To evoke central sensitization, the P2X4Rs in microglia must initiate a process that is communicated to neurons in the TNC. Some studies have introduced BDNF as a pivotal mediator for microglia–neuron communication. A series of studies showed that the activation of microglia P2X4Rs stimulated the synthesis and release of BDNF, and BDNF then acted on its high affinity receptor, TrkB. The activation of TrkB in dorsal horn neurons regulates neuron activity, which contributes to reduced inhibition and increased excitation [
44]. Thus, P2X4R-stimulated microglia release BDNF as the core signalling pathway for microglia–neuron communication in the pathogenesis of neuropathic pain.
In this study, we found that stimulating P2X4Rs with ATP promoted the synthesis and release of BDNF by BV2 cells.
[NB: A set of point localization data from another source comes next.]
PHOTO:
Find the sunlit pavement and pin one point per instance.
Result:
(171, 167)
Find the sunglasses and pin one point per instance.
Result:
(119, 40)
In addition, the level of BDNF was increased markedly in the TNC following NTG injection. Immunostaining showed that BDNF was abundantly expressed in microglia cells, but low expression was observed in TNC neurons. It is generally known that the expression of BDNF in neurons also plays a critical role in the development of the nervous system. However, in nerve injury models of neuropathic pain, nociceptive neuron-BDNF null mice do not develop pain-like behaviour, suggesting no major role of BDNF derived from small sensory-neurons under neuropathic conditions [
45].
To determine whether BDNF was related to migraine-associated hyperalgesia, we used ANA-12, a TrkB receptor inhibitor, in NTG mice. Chronic treatment with ANA-12 for 11 days significantly increased the PWT and PWL, and ANA-12 attenuated CGRP release and ERK phosphorylation in the TNC, indicating a pro-nociceptive role of BDNF. However, the use of the TrkB inhibitor ANA-12 did not provide a solid answer because neurotrophin 4/5 (NT4/5), which also belongs to the neurotrophin family of trophic factors, can also activate the TrkB receptor. Martins et al. indicated that chronic and episodic migraine patients showed higher NT4/5 levels than control individuals [
46]. Moreover, NT4-mediated TrkB activation regulates morphine-induced analgesia [
47]. Therefore, using the genetic depletion of BDNF from microglia or neuron animals may provide a good model to evaluate the role of BDNF in migraine or other animal models of pain.